With the school summer holidays now upon us, the fact many kids will be complaining about being bored already is the least of some parents’ worries.
While some families have the luxury of jetting off to sunny climes or the means to occupy their little ones at outdoor centres and soft play facilities for seven weeks, spare a thought for the mums, dads and carers who do not see the holidays as halcyon days in which to make life-long memories but days filled with anxiety and dread.
People living on low incomes or those already in poverty will see the next seven weeks as an even greater struggle, and the costs of entertaining children at home or outside can often be prohibitive. Organised summer camps are great, but they can often be expensive and a luxury too far for some hard-pressed families.
So it’s against that backdrop that Fife Council and its partners simply have to be applauded for trying to ease the summer holiday burden by providing meals for young people who need them most, and more importantly negating the need for parents to shell out on lunches when their youngsters are normally entitled to free meals at school.
Starting today, the Café Inc project will provide hot meals and packed lunches for both youngsters and adult family members at schools and community centres across the Kingdom.

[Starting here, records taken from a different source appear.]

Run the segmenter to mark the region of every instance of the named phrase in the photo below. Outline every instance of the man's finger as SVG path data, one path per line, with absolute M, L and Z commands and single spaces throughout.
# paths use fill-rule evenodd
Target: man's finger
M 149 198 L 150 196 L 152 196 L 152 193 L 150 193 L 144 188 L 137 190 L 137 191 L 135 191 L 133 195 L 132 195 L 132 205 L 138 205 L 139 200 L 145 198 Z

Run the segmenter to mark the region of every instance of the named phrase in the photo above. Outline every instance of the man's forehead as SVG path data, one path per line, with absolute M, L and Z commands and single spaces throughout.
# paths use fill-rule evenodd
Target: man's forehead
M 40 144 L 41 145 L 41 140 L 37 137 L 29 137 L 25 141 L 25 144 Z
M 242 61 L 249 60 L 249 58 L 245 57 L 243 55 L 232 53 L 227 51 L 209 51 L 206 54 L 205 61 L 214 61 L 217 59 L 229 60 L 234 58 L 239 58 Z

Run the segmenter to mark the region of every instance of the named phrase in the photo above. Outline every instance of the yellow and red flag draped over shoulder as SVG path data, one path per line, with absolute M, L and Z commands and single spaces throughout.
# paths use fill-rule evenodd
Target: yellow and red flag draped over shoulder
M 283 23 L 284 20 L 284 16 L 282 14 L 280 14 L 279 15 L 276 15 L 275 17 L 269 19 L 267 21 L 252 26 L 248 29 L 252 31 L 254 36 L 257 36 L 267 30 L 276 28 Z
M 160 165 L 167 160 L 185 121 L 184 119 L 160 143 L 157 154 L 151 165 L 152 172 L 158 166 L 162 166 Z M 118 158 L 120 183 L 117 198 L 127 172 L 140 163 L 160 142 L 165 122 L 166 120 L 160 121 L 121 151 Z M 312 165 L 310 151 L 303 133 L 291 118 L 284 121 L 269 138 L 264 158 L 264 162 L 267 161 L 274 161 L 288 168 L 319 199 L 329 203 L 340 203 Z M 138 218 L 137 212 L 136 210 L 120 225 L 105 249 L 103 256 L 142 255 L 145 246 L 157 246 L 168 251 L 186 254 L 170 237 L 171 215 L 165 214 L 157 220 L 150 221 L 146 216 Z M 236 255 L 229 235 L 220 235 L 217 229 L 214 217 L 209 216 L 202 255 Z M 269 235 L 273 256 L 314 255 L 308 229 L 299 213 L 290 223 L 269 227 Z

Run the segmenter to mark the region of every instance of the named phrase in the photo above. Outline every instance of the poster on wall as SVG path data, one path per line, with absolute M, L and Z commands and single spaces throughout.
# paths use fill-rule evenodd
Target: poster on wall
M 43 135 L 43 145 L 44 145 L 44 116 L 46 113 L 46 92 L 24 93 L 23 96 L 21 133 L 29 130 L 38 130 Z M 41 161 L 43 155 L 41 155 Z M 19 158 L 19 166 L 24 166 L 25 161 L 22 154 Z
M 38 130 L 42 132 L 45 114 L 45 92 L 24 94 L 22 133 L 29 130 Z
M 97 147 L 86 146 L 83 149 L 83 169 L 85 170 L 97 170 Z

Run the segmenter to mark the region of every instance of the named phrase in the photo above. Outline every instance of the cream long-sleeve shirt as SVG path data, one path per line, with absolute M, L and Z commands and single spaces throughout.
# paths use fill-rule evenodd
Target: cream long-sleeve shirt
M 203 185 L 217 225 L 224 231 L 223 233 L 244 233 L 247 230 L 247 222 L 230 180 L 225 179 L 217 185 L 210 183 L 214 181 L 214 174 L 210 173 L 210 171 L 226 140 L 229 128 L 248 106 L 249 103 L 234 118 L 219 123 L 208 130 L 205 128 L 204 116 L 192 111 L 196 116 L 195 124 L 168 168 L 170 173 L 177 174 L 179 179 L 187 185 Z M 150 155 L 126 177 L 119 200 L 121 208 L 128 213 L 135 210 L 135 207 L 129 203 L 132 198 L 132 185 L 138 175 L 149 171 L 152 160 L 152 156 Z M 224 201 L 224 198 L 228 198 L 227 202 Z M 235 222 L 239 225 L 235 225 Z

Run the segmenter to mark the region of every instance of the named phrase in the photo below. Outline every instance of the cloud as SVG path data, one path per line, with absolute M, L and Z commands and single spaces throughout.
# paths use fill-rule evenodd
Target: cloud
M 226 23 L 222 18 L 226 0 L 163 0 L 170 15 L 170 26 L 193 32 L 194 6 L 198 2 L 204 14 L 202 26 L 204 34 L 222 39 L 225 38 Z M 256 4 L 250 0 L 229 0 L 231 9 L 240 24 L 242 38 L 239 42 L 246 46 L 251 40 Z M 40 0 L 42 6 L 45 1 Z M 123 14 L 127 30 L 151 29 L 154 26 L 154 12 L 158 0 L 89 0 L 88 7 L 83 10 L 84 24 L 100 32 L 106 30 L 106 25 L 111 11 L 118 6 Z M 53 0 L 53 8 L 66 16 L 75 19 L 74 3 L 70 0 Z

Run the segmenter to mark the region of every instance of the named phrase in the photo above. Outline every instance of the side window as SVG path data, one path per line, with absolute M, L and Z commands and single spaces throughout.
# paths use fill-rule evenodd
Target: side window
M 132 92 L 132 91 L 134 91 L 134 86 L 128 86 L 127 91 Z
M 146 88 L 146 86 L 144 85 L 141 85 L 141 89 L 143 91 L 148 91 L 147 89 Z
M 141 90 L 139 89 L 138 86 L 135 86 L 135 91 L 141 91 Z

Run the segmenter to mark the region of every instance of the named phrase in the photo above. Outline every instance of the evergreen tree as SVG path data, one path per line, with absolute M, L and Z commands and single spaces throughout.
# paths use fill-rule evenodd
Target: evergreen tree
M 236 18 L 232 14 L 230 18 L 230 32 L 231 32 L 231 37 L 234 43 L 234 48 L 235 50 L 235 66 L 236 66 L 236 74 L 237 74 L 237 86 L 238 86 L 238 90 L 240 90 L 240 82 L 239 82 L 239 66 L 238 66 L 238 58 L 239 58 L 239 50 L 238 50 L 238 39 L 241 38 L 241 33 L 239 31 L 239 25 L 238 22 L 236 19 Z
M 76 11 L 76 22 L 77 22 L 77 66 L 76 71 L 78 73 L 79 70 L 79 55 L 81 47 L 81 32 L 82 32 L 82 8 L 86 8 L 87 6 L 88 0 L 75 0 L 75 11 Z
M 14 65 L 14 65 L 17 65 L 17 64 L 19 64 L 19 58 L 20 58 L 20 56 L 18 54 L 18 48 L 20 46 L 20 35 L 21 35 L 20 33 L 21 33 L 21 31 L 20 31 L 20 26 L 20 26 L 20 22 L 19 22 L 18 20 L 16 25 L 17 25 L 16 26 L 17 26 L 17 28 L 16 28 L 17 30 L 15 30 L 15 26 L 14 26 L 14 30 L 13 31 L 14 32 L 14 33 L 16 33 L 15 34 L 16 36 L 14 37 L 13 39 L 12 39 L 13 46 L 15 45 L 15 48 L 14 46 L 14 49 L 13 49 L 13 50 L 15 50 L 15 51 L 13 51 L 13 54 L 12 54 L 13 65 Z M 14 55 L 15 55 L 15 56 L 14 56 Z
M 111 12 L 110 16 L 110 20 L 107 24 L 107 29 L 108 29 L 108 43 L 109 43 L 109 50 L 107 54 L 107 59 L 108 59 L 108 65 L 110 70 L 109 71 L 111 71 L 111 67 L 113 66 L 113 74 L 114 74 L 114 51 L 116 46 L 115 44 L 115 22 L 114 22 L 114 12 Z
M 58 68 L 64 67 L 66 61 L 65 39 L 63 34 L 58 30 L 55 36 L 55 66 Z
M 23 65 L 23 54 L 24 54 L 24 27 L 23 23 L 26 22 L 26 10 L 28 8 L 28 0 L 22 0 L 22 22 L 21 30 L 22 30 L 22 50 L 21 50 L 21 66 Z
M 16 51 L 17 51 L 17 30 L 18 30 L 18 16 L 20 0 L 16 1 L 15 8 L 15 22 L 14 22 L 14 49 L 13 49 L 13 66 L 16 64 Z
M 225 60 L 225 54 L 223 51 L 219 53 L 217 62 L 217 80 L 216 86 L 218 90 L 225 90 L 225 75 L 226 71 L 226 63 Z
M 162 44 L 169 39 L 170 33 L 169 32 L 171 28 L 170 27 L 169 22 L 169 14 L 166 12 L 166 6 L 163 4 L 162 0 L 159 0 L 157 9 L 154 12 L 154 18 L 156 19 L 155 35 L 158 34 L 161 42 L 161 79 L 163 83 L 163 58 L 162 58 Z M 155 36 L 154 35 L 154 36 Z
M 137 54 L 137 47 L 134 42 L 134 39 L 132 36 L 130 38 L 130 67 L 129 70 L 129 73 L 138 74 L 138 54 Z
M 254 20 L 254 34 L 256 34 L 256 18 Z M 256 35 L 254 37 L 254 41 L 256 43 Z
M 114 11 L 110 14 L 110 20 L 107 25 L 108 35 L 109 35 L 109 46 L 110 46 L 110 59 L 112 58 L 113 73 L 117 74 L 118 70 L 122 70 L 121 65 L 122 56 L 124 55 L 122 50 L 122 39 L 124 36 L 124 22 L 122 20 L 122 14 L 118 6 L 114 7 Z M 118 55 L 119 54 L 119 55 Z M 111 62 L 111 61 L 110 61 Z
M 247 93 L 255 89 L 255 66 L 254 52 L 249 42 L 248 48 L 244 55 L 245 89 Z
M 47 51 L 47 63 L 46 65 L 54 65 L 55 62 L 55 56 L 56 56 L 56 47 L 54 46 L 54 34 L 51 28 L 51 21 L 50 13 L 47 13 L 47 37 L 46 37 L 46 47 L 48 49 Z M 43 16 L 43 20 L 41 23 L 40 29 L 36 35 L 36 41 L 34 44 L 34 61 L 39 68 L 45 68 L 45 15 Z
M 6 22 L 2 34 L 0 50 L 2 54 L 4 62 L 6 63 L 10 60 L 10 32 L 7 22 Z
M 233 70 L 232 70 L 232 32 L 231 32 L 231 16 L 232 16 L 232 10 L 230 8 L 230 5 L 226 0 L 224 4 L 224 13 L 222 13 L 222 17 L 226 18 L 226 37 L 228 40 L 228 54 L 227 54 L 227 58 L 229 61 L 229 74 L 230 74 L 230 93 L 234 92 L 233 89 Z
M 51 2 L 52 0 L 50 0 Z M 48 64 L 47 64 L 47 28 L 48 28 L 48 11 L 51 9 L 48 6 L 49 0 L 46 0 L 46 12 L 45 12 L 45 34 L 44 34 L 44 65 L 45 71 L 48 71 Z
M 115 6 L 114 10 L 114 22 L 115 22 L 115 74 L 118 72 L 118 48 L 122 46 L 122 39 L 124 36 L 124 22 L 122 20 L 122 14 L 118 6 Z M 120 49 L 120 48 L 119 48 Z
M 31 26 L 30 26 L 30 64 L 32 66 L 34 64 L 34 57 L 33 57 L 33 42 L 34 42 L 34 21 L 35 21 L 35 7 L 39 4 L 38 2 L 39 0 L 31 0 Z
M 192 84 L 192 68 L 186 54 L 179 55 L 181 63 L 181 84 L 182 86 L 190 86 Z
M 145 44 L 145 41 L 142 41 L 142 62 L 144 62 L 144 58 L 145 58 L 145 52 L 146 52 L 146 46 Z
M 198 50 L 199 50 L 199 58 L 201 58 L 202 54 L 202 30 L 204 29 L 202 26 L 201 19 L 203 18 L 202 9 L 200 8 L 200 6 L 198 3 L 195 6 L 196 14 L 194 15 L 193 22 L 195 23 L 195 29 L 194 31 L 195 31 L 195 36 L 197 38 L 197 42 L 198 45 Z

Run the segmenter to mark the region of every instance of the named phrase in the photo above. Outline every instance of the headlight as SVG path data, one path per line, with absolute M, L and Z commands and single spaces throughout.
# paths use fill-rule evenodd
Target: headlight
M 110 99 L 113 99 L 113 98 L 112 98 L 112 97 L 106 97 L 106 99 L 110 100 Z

More than 7,150 hot and cold meals were handed out during a pilot scheme in Cowdenbeath over Easter, and the fact the Plan for Fife estimates more than 24,000 adults in Fife may be experiencing food insecurity – the inability of one or more members of a household to consume adequate quality or sufficient quantity of food that is useful for health – means it is a no brainer to roll this thing out throughout the region.
Cynics will question the sustainability of such a scheme and bemoan the ‘handouts’, but in my book it’s a downright disgrace that an initiative to ensure children won’t go hungry this summer in Fife is even needed in 2019.
For me though, special praise also has go to those behind the Café Inc brand and how this project to tackle holiday hunger has been shaped.
The very phrase ‘holiday hunger’ creates a stigma, so the scheme’s advocates have been very careful in moving away from that phrase – as well as taking the focus off the fact meals are being provided.
These will be inclusive sessions for parents and children, and it’s almost as if the lunch aspect is secondary.
It’s certainly not a silver bullet in tackling poverty and all the issues it brings families across Fife, but I reckon it’s a worthwhile way of targeting taxpayers’ cash to where it is needed most.